On Fri, 10 May 2002 04:53:14 -0500 there appeared a message
falsely attributed to me with the Subject line:
WhfhixFq2ybVmC2ZK78ZJZDmCgZuKUPXpS9W
1) I don't have any mailers configured to set my return
address to "jsd <jsd@monmouth.com>" ... They're all
"John S. Denker <jsd@monmouth.com>" or something like that.
2) I don't have any computers that operate in the GMT -0500
timezone.
3) I wasn't awake at that time, anyway.
4) The format of the message, multipart/alternative with
attachments, is not the sort of thing I'd be likely to
send, by accident or otherwise.
5) There is no reason to believe any of my computers have
been hacked.
6) OTOH there are known viruses running around that forge
the "From:" lines of the messages they send out.

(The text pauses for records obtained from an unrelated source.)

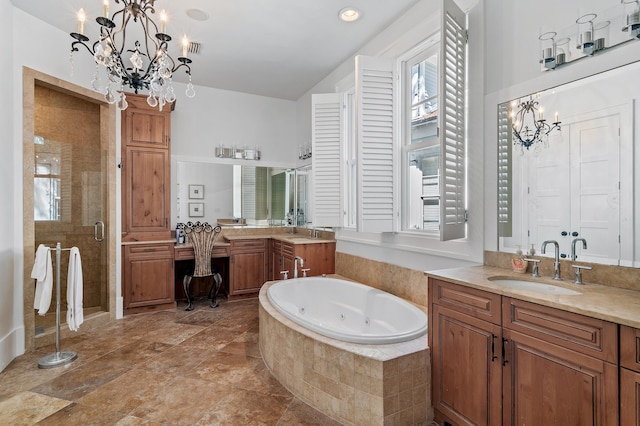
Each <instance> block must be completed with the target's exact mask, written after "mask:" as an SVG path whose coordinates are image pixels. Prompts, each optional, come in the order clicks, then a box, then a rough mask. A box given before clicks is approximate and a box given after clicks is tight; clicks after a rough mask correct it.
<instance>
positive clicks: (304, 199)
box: [176, 161, 311, 226]
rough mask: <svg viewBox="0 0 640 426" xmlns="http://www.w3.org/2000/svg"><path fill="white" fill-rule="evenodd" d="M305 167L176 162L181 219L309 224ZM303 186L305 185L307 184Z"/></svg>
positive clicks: (280, 223) (309, 212) (209, 221)
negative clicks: (290, 168)
mask: <svg viewBox="0 0 640 426" xmlns="http://www.w3.org/2000/svg"><path fill="white" fill-rule="evenodd" d="M307 174H308V170H306V169H300V170H296V169H285V168H274V167H256V166H250V165H239V164H238V165H232V164H218V163H199V162H188V161H178V162H177V175H176V178H177V188H176V189H177V212H176V216H177V221H178V222H185V223H186V222H188V221H196V220H199V221H201V222H202V221H206V222H209V223H220V224H222V225H234V226H242V225H244V226H291V225H297V226H305V225H307V220H306V218H307V217H309V218H310V217H311V216H310V212H309V205H308V203H307V194H308V191H309V188H308V181H307V179H306V176H307ZM303 186H304V187H303Z"/></svg>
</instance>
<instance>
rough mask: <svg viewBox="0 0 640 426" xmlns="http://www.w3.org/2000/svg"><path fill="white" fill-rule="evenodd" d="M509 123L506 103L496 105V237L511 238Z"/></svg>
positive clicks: (512, 215)
mask: <svg viewBox="0 0 640 426" xmlns="http://www.w3.org/2000/svg"><path fill="white" fill-rule="evenodd" d="M512 152H513V150H512V149H511V123H510V120H509V106H508V104H507V103H503V104H500V105H498V235H499V236H501V237H511V236H513V229H512V228H513V215H512V205H513V200H512V190H511V168H512V160H511V154H512Z"/></svg>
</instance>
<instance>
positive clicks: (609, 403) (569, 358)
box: [503, 328, 618, 426]
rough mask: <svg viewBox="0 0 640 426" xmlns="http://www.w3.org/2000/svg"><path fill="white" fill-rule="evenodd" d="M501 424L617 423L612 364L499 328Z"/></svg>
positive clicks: (598, 423) (613, 372) (542, 340)
mask: <svg viewBox="0 0 640 426" xmlns="http://www.w3.org/2000/svg"><path fill="white" fill-rule="evenodd" d="M503 335H504V338H505V339H506V342H507V343H506V351H505V355H506V356H505V359H504V363H505V368H504V370H503V386H504V388H503V407H504V414H503V417H504V424H505V425H513V426H516V425H617V424H618V368H617V366H616V365H615V364H612V363H608V362H605V361H603V360H600V359H597V358H593V357H590V356H587V355H584V354H582V353H579V352H576V351H573V350H570V349H566V348H564V347H561V346H557V345H554V344H552V343H549V342H546V341H544V340H540V339H536V338H534V337H531V336H527V335H525V334H522V333H519V332H517V331H512V330H509V329H506V328H505V329H503Z"/></svg>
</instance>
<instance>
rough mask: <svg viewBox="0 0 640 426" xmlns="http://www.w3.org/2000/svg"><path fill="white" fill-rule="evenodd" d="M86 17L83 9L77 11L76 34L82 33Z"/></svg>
mask: <svg viewBox="0 0 640 426" xmlns="http://www.w3.org/2000/svg"><path fill="white" fill-rule="evenodd" d="M86 19H87V15H86V14H85V13H84V9H80V10H79V11H78V34H84V21H85V20H86Z"/></svg>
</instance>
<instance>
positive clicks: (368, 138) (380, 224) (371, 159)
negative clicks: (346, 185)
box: [356, 56, 396, 233]
mask: <svg viewBox="0 0 640 426" xmlns="http://www.w3.org/2000/svg"><path fill="white" fill-rule="evenodd" d="M393 67H394V60H393V59H391V58H376V57H369V56H357V57H356V117H357V118H356V138H357V139H356V140H357V145H358V231H359V232H377V233H380V232H392V231H394V224H393V212H394V206H395V205H396V203H395V196H394V191H393V189H394V170H393V166H394V162H393V151H394V150H393V144H394V137H395V120H394V115H393V102H394V99H393V98H394V72H393Z"/></svg>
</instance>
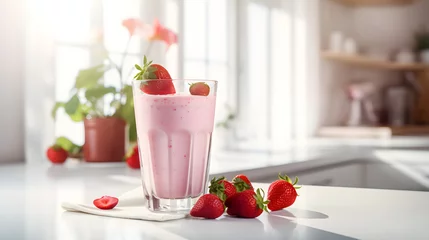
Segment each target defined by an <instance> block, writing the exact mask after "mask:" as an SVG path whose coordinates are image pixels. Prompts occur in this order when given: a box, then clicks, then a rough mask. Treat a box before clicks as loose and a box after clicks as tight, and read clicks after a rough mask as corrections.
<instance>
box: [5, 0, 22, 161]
mask: <svg viewBox="0 0 429 240" xmlns="http://www.w3.org/2000/svg"><path fill="white" fill-rule="evenodd" d="M22 7H23V0H18V1H6V0H0V16H1V18H2V19H1V21H0V32H1V33H2V36H1V38H0V164H1V163H2V162H11V161H24V119H23V118H24V113H23V97H24V96H23V92H24V91H23V76H24V73H23V71H24V68H23V64H24V42H23V41H24V23H23V10H24V9H23V8H22Z"/></svg>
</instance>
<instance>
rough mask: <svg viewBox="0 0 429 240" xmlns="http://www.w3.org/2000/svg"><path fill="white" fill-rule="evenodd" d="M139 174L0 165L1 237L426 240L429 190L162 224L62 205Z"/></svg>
mask: <svg viewBox="0 0 429 240" xmlns="http://www.w3.org/2000/svg"><path fill="white" fill-rule="evenodd" d="M138 176H139V172H138V171H134V170H130V169H127V168H126V167H125V166H124V165H108V164H107V165H104V164H99V165H96V167H93V168H92V169H91V168H90V167H87V168H79V167H76V168H71V167H60V166H59V167H56V166H55V167H42V166H37V167H36V166H23V165H17V166H14V165H11V166H6V167H1V168H0V186H1V187H0V196H1V199H0V209H1V211H0V239H8V240H10V239H29V240H30V239H31V240H37V239H43V240H50V239H61V240H67V239H70V240H75V239H76V240H89V239H91V240H92V239H171V240H174V239H224V240H225V239H330V240H335V239H429V192H412V191H394V190H375V189H357V188H339V187H316V186H304V187H303V188H302V189H301V190H300V191H299V194H300V196H299V197H298V200H297V202H296V203H295V204H294V205H293V206H292V207H290V208H289V209H287V210H283V211H279V212H272V213H270V214H267V213H264V214H263V215H261V216H260V217H258V218H257V219H236V218H230V217H222V218H219V219H217V220H197V219H183V220H177V221H170V222H160V223H157V222H147V221H137V220H126V219H117V218H107V217H99V216H93V215H87V214H81V213H70V212H65V211H64V210H63V209H61V207H60V203H61V202H62V201H79V202H82V201H88V202H91V201H92V200H93V199H94V198H96V197H99V196H101V195H119V194H121V193H123V192H125V191H128V190H130V189H133V188H134V187H137V186H138V185H139V179H138ZM259 186H260V187H263V188H267V185H264V184H261V185H259Z"/></svg>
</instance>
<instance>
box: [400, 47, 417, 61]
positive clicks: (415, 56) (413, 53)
mask: <svg viewBox="0 0 429 240" xmlns="http://www.w3.org/2000/svg"><path fill="white" fill-rule="evenodd" d="M415 61H416V56H415V54H414V53H413V52H411V51H410V50H408V49H404V50H401V51H399V52H398V54H397V55H396V62H399V63H414V62H415Z"/></svg>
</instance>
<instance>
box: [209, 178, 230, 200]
mask: <svg viewBox="0 0 429 240" xmlns="http://www.w3.org/2000/svg"><path fill="white" fill-rule="evenodd" d="M222 180H225V177H220V178H216V177H213V179H212V180H211V181H210V186H209V192H210V193H211V194H215V195H217V196H218V197H219V199H220V200H222V202H225V201H226V194H225V184H224V183H223V181H222Z"/></svg>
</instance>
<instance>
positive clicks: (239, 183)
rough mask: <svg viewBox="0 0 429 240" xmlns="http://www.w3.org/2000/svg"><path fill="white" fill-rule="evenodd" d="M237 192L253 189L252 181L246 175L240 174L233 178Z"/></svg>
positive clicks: (235, 187)
mask: <svg viewBox="0 0 429 240" xmlns="http://www.w3.org/2000/svg"><path fill="white" fill-rule="evenodd" d="M232 182H233V183H234V186H235V188H236V189H237V192H242V191H244V190H248V189H250V190H253V186H252V183H251V182H250V180H249V178H248V177H247V176H246V175H243V174H239V175H237V176H235V177H234V178H233V179H232Z"/></svg>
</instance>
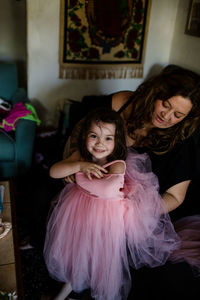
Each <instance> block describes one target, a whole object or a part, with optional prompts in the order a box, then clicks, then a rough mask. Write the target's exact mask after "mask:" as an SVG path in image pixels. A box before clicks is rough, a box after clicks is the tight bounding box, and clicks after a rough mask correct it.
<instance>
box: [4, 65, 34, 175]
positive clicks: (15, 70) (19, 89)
mask: <svg viewBox="0 0 200 300" xmlns="http://www.w3.org/2000/svg"><path fill="white" fill-rule="evenodd" d="M0 98H2V99H3V100H6V101H8V102H10V104H11V105H12V107H13V108H16V107H18V105H19V104H20V102H23V106H24V107H25V108H26V109H27V110H28V111H29V108H28V107H26V105H27V104H28V103H29V105H30V106H31V104H30V101H28V99H27V95H26V92H25V90H24V89H23V88H19V87H18V74H17V67H16V65H15V64H14V63H0ZM21 104H22V103H21ZM20 116H21V115H20ZM35 116H36V117H37V114H36V112H35V115H34V114H33V111H32V110H31V114H28V117H27V116H26V115H25V116H22V117H23V118H26V117H27V118H29V119H22V118H19V119H18V118H17V120H16V122H14V125H13V126H14V127H13V128H12V129H13V130H12V131H11V132H9V133H7V132H6V131H5V128H4V125H5V124H4V123H5V122H4V123H3V120H0V123H1V124H2V126H1V127H3V128H2V129H0V178H9V177H16V176H19V175H22V174H25V173H26V172H27V171H28V170H29V168H30V166H31V164H32V155H33V148H34V141H35V131H36V124H39V121H38V120H36V118H35ZM30 118H31V120H30ZM8 125H9V124H8Z"/></svg>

The best hypothesis I can think of is that some member of this
list has been infected. The virus got the address of the list
from one line in the victim's address-book, and forged the From:
address based on another line in the victim's address-book. This
hypothesis fits most of the facts, but the exact formatting and
payload of the message isn't 100% consistent with any virus I
know of. Maybe it's a new virus, and/or the payload was mangled
by the listserv.
More generally: There is grounds for some concern about the future.
This list defends itself by checking the return-addresses. If the
viruses and/or spammers figure this out, we might start seeing quite
a lot of bogus messages. It would be very hard for the listserv per
se to defend against this sort of attack; by far the best defense is
for each participant to maintain good computer security. Use good
firewall and virus-checking software, or (better yet) run an email
reader that was sufficiently well designed that it isn't a culture
medium for viruses. (This rules out all microsoft products.)